- Marta Cacciavillani
- Pat Elifritz
- Lynn Maliszewski
The Center for Curatorial Studies, Bard College (CCS Bard) presents three exhibitions featuring works selected from the Marieluise Hessel Collection, the Bard College Collection, and the CCS Bard Library and Archives. Each exhibition is curated by a second-year student in its graduate program in curatorial studies and contemporary art.
Carta Blanca
Gabriel Orozco
Curated by Marta Cacciavillani
Carta Blanca brings together a selection of works from the Marieluise Hessel Collection created by the Mexican artist Gabriel Orozco (b. 1962). Orozco emerged in the early 1990s, and was soon considered one of the most intriguing artists of his generation. By resisting the confinement of a single medium, Orozco situates his work in a place that he claims “merges art and reality” blurring the boundaries between the art object and the everyday environment.

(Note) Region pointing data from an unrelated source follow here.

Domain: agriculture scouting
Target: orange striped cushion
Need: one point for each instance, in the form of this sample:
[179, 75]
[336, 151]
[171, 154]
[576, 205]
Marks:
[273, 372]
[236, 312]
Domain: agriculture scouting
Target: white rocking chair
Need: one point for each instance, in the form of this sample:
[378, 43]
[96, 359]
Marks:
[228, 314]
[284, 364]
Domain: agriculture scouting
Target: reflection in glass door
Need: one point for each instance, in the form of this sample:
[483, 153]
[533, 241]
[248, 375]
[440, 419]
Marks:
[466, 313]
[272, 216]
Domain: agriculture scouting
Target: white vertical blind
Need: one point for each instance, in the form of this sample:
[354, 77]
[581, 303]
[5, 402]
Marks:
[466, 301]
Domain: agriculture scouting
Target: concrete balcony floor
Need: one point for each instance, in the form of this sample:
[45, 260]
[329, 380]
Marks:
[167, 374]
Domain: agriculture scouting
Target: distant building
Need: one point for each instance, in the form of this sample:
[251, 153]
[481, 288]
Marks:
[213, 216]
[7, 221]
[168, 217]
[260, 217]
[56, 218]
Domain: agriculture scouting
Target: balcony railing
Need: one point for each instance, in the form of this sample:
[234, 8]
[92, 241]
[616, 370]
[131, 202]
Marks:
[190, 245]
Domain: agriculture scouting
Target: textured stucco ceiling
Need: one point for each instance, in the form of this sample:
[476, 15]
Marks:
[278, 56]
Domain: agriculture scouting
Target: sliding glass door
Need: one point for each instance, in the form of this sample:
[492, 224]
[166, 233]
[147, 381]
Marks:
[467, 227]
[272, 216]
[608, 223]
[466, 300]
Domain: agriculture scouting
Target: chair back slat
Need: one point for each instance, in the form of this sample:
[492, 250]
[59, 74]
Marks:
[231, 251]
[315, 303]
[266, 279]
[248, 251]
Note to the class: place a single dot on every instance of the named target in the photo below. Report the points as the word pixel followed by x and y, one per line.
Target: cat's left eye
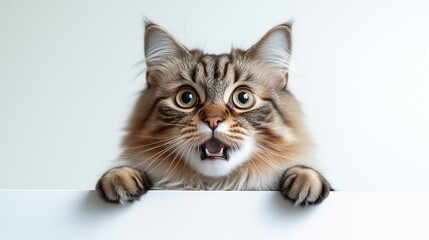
pixel 243 98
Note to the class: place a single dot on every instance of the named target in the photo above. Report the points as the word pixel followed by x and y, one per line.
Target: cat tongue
pixel 213 145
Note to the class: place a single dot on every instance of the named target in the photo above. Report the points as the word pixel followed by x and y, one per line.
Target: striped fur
pixel 163 140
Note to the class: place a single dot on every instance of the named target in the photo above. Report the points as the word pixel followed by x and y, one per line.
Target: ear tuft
pixel 274 49
pixel 160 47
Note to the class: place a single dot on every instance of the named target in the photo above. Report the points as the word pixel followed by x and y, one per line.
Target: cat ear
pixel 274 51
pixel 160 48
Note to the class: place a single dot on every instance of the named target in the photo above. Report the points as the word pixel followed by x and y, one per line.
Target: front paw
pixel 122 185
pixel 304 186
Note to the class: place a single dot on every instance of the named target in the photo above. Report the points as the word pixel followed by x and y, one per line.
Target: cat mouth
pixel 214 149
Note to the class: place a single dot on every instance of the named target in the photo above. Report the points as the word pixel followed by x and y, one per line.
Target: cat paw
pixel 304 186
pixel 122 185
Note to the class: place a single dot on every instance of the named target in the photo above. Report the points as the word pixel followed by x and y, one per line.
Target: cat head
pixel 213 113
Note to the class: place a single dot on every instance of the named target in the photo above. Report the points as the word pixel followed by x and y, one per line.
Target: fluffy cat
pixel 216 122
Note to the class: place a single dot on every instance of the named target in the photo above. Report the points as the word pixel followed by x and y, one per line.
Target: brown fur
pixel 281 145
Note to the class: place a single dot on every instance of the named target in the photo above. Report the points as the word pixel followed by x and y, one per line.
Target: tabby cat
pixel 216 122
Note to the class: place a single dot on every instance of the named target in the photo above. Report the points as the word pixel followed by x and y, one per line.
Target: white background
pixel 68 82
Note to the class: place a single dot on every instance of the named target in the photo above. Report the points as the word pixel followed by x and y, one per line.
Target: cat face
pixel 213 113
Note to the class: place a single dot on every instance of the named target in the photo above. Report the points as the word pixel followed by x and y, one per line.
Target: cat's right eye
pixel 186 98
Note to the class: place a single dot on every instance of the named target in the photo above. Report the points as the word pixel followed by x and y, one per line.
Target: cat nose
pixel 213 120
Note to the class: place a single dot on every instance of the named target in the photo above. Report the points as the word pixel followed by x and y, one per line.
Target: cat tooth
pixel 207 152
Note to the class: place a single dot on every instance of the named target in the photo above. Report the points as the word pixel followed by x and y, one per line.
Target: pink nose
pixel 212 121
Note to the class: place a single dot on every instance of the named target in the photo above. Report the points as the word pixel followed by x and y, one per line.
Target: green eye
pixel 186 98
pixel 243 98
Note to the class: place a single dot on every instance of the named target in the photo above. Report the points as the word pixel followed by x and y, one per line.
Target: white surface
pixel 212 215
pixel 67 82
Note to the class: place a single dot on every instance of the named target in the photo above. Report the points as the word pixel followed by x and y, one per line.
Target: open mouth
pixel 214 149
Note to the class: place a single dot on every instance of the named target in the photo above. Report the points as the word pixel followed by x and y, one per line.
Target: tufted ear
pixel 274 51
pixel 160 48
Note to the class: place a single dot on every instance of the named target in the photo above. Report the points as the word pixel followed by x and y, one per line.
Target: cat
pixel 216 122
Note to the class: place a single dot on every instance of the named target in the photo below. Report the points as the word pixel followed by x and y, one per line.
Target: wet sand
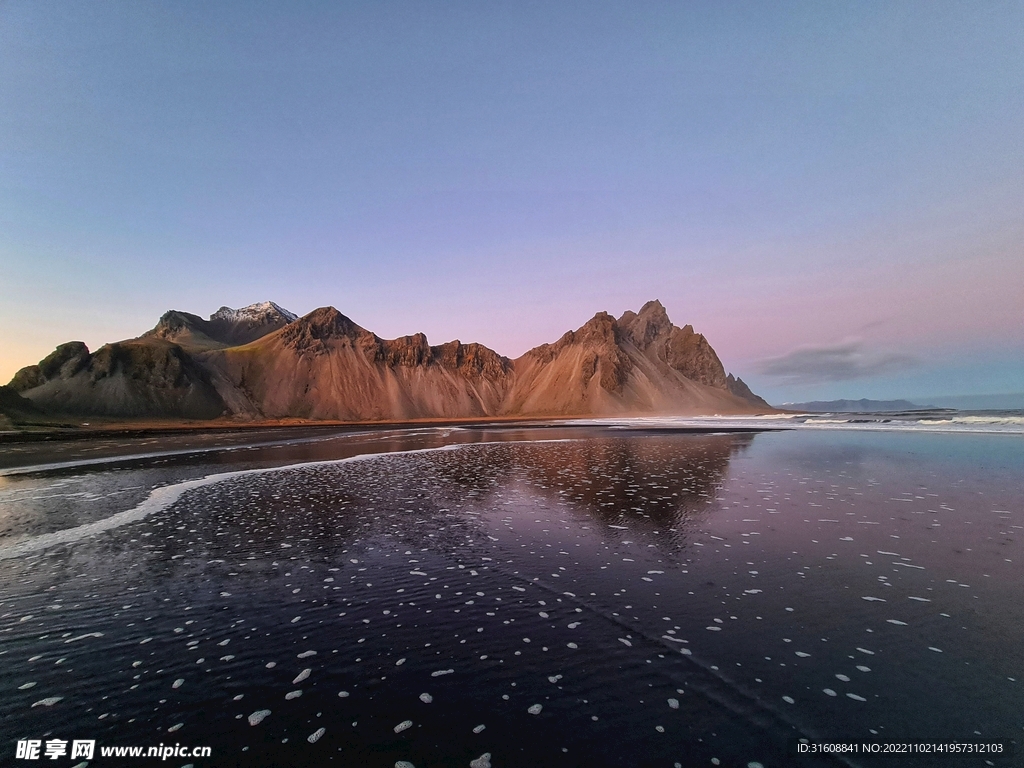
pixel 587 597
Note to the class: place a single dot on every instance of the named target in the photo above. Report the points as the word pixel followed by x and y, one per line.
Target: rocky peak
pixel 174 322
pixel 408 350
pixel 311 331
pixel 650 324
pixel 264 311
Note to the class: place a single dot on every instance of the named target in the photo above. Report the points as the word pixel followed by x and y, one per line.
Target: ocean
pixel 663 592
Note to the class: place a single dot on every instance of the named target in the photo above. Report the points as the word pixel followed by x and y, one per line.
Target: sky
pixel 833 194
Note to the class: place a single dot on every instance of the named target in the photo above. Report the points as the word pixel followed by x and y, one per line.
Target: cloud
pixel 834 363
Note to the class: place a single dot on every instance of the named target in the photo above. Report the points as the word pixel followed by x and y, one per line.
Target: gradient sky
pixel 832 193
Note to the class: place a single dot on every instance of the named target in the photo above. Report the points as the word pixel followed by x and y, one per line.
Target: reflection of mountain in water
pixel 653 482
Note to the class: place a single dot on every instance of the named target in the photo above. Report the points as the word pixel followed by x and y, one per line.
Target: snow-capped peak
pixel 261 312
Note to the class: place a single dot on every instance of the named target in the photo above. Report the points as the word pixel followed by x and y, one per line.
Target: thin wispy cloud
pixel 842 361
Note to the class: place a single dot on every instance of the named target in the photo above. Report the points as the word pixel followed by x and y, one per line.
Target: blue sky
pixel 834 194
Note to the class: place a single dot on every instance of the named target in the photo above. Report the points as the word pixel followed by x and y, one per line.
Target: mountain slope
pixel 134 379
pixel 326 367
pixel 262 363
pixel 225 328
pixel 640 364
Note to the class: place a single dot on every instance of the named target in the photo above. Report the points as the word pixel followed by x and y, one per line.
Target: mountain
pixel 225 328
pixel 854 407
pixel 261 361
pixel 324 366
pixel 639 364
pixel 16 410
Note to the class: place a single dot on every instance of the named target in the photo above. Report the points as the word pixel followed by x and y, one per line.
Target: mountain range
pixel 263 363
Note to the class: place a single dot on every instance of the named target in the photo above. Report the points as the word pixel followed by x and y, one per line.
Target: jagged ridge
pixel 255 363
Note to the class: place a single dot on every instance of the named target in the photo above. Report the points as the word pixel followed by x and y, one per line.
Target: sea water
pixel 563 596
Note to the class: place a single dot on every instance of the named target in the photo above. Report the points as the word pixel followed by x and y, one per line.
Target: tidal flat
pixel 511 596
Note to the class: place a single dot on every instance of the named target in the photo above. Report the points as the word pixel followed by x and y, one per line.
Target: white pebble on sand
pixel 257 717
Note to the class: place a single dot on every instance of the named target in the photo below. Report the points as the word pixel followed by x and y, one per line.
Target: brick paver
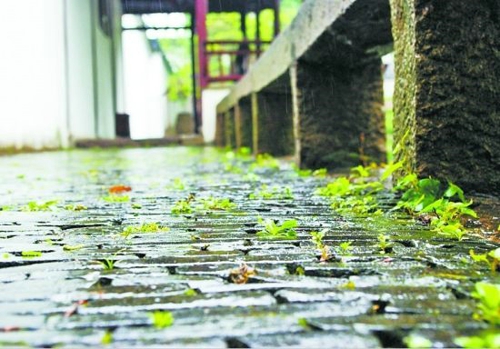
pixel 63 296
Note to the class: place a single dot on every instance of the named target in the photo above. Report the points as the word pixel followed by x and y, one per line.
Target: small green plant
pixel 492 258
pixel 143 228
pixel 345 247
pixel 416 341
pixel 317 239
pixel 108 264
pixel 177 184
pixel 182 207
pixel 107 337
pixel 31 254
pixel 274 193
pixel 162 319
pixel 384 244
pixel 265 161
pixel 273 231
pixel 190 292
pixel 354 195
pixel 446 207
pixel 114 198
pixel 216 204
pixel 488 307
pixel 34 206
pixel 76 207
pixel 70 248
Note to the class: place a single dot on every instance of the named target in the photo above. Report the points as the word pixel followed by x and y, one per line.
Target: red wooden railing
pixel 228 60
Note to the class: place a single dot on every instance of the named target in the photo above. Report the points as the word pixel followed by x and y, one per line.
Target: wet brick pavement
pixel 63 296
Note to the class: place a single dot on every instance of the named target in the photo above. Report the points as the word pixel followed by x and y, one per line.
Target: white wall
pixel 57 73
pixel 82 106
pixel 145 86
pixel 32 66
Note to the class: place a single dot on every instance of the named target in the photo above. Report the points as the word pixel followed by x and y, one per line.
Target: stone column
pixel 275 123
pixel 339 107
pixel 447 94
pixel 245 107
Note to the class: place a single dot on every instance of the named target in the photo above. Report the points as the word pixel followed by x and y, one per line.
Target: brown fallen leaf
pixel 241 275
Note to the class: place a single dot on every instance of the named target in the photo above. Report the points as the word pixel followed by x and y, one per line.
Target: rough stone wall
pixel 275 123
pixel 453 63
pixel 404 98
pixel 230 135
pixel 246 122
pixel 341 117
pixel 220 131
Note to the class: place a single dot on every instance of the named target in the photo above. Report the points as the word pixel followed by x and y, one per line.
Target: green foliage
pixel 353 195
pixel 70 248
pixel 317 238
pixel 488 307
pixel 487 339
pixel 143 228
pixel 34 206
pixel 190 292
pixel 265 161
pixel 182 207
pixel 113 198
pixel 345 247
pixel 427 196
pixel 216 204
pixel 273 231
pixel 416 341
pixel 321 172
pixel 162 319
pixel 384 244
pixel 108 264
pixel 31 254
pixel 274 193
pixel 177 184
pixel 76 207
pixel 107 338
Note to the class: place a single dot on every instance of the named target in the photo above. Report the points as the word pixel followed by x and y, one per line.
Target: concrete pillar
pixel 245 107
pixel 276 123
pixel 447 93
pixel 338 112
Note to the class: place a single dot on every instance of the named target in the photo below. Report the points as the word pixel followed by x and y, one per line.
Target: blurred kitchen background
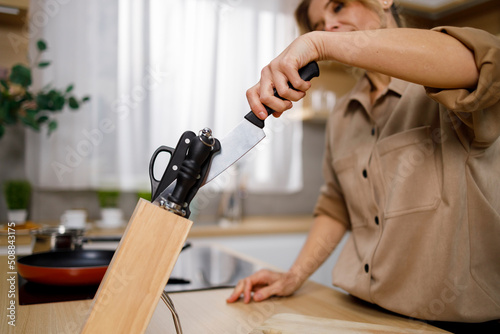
pixel 154 69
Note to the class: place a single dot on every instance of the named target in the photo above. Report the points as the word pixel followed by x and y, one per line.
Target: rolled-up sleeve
pixel 477 108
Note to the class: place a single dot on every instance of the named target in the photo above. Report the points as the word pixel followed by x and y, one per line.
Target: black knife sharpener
pixel 189 164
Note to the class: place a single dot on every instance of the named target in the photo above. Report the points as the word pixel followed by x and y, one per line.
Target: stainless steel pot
pixel 58 238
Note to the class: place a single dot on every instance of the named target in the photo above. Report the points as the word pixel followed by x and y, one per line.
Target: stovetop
pixel 197 268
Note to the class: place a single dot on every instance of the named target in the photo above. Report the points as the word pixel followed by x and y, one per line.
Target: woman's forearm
pixel 424 57
pixel 323 237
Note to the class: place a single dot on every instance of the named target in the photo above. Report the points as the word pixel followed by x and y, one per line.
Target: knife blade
pixel 249 132
pixel 243 137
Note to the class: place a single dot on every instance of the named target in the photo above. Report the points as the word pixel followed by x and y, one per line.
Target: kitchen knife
pixel 249 132
pixel 243 137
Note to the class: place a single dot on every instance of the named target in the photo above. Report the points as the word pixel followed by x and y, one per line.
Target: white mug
pixel 111 217
pixel 74 218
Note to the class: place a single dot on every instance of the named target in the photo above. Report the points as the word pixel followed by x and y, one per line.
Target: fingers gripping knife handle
pixel 190 171
pixel 306 73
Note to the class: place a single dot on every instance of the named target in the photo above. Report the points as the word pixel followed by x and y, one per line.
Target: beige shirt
pixel 416 178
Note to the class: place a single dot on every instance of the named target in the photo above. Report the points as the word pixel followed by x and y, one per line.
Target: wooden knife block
pixel 138 272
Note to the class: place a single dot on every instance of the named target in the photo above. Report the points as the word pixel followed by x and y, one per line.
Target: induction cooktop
pixel 202 267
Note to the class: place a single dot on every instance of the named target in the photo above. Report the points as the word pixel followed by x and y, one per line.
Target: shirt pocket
pixel 350 176
pixel 409 173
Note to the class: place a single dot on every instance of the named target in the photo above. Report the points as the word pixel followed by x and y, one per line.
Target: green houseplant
pixel 20 104
pixel 17 195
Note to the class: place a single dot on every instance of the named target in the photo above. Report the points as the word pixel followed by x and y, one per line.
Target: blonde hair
pixel 302 17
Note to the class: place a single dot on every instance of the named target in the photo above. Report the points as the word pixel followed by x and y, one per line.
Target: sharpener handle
pixel 307 72
pixel 190 170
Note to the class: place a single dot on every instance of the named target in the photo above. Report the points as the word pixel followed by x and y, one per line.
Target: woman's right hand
pixel 264 284
pixel 280 71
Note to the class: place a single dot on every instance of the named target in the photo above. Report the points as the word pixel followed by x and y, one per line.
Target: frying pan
pixel 80 267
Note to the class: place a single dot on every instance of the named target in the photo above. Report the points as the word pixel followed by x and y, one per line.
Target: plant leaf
pixel 4 84
pixel 43 64
pixel 41 45
pixel 73 103
pixel 21 75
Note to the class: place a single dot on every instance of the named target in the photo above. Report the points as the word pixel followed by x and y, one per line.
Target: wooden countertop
pixel 203 311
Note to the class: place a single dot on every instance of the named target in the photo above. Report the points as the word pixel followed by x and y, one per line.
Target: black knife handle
pixel 306 73
pixel 190 169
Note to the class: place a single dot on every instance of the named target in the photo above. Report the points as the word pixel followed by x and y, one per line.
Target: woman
pixel 410 167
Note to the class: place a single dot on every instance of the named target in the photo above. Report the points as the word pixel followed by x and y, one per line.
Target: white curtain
pixel 155 69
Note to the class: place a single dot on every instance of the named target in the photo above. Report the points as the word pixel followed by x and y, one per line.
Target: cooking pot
pixel 69 267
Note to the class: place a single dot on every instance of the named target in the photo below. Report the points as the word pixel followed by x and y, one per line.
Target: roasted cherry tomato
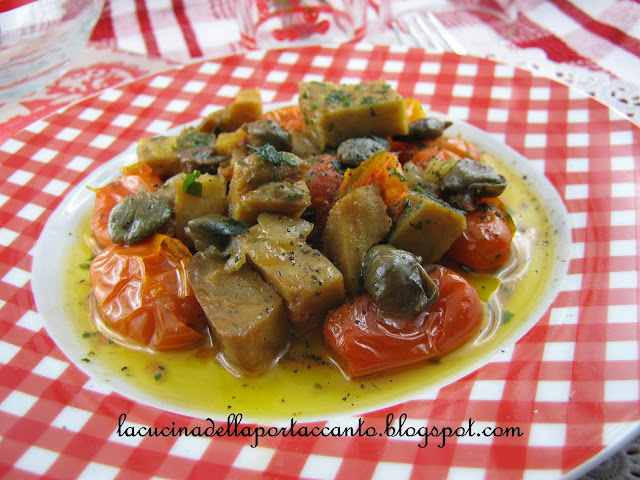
pixel 142 295
pixel 324 179
pixel 383 169
pixel 365 341
pixel 457 145
pixel 135 177
pixel 486 242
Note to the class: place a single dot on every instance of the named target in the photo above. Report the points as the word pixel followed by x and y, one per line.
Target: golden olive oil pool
pixel 306 384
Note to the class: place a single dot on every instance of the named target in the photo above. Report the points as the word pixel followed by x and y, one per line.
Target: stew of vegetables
pixel 352 214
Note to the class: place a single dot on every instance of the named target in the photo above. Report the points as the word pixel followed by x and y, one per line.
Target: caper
pixel 428 128
pixel 265 131
pixel 138 216
pixel 469 180
pixel 396 281
pixel 354 151
pixel 204 159
pixel 213 230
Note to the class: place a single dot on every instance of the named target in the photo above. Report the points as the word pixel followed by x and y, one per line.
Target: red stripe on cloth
pixel 187 31
pixel 7 5
pixel 612 34
pixel 531 35
pixel 104 27
pixel 146 28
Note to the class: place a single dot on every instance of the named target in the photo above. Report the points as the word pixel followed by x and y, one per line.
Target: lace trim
pixel 617 94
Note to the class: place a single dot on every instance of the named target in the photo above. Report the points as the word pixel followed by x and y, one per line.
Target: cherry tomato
pixel 289 117
pixel 141 294
pixel 324 179
pixel 366 341
pixel 383 169
pixel 486 242
pixel 135 177
pixel 457 145
pixel 422 158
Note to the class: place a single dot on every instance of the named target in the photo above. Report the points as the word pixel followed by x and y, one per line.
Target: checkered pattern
pixel 571 384
pixel 602 35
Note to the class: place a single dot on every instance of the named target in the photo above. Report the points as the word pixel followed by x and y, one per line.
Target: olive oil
pixel 306 384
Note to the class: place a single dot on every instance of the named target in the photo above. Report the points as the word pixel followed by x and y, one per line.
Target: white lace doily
pixel 617 94
pixel 621 96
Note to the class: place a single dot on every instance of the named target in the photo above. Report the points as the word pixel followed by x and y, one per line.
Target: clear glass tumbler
pixel 39 39
pixel 267 24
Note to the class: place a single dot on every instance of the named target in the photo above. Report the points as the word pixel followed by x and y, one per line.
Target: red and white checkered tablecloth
pixel 601 35
pixel 571 383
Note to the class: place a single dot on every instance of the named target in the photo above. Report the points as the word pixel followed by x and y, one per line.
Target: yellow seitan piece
pixel 272 183
pixel 333 113
pixel 427 228
pixel 307 281
pixel 357 222
pixel 247 317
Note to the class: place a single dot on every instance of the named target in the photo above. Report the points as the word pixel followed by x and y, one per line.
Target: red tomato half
pixel 141 293
pixel 366 341
pixel 486 242
pixel 134 178
pixel 323 180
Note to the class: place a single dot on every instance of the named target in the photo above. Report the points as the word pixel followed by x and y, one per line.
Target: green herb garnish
pixel 338 96
pixel 268 153
pixel 194 138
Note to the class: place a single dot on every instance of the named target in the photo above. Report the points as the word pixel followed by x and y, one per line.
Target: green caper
pixel 265 131
pixel 428 128
pixel 397 282
pixel 354 151
pixel 138 216
pixel 213 230
pixel 469 180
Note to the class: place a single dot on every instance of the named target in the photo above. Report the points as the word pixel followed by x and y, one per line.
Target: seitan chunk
pixel 356 222
pixel 210 197
pixel 333 113
pixel 260 185
pixel 246 316
pixel 428 227
pixel 307 281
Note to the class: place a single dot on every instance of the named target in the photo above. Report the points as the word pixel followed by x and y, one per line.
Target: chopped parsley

His distinct formal elegance is observable in his sculptures from recovered trash, drawings made on airplane boarding passes, and color photographs. The exhibition Carta Blanca presents various examples of his rigorous yet poetic approach to art making to further dissect Orozco’s visual vocabulary.
Guilty of Everything
Francesco Clemente
Curated by Pat Elifritz
In 1986, the Italian painter Francesco Clemente (b. 1953) co-founded Hanuman Books, with the American publisher Raymond Foye. Clemente and Foye developed the publication series as an outlet for contemporary authors, poets, and artists, rare titles, and new translations. The small, pocket-sized books were designed by Clemente and published twelve times a year, yielding a catalog of over fifty individual titles by the early 1990s. Contributors included Eileen Myles, Simone Weil, Jean Genet, Dodie Bellamy, Jack Smith, and Herbert Huncke, among many others. Guilty of Everything presents the near entirety of the Hanuman catalog, with a series of paintings made by Clemente in the 1980s. Together, the exhibition considers Clemente’s generative years of literary and visual reciprocity.
Liquid Modernity
Cory Arcangel, Tauba Auerbach, Ingrid and Iain Baxter, Mel Bochner, Dan Graham, Douglas Huebler, Marshall McLuhan, George Maciunas, N.E. Thing Co., Blake Rayne, Elaine Reichek, Bernar Venet, Stephen Willats
Curated by Lynn Maliszewski
Liquid Modernity is an exhibition that examines the legibility of data in artistic practice, primarily by way of printed media from the 1970s and 2000s. Sociologist Zygmunt Bauman’s book of the same name proposes that the epitome of modernity has shifted from rigid and rational to fluid and decentralized — an all too neat linear progression from “hardware” to “software” that this exhibition challenges. By placing two discrete generations of artistic practice in conversation with one another, Liquid Modernity reevaluates the ways in which the ubiquity of technology influences the interpretation of information.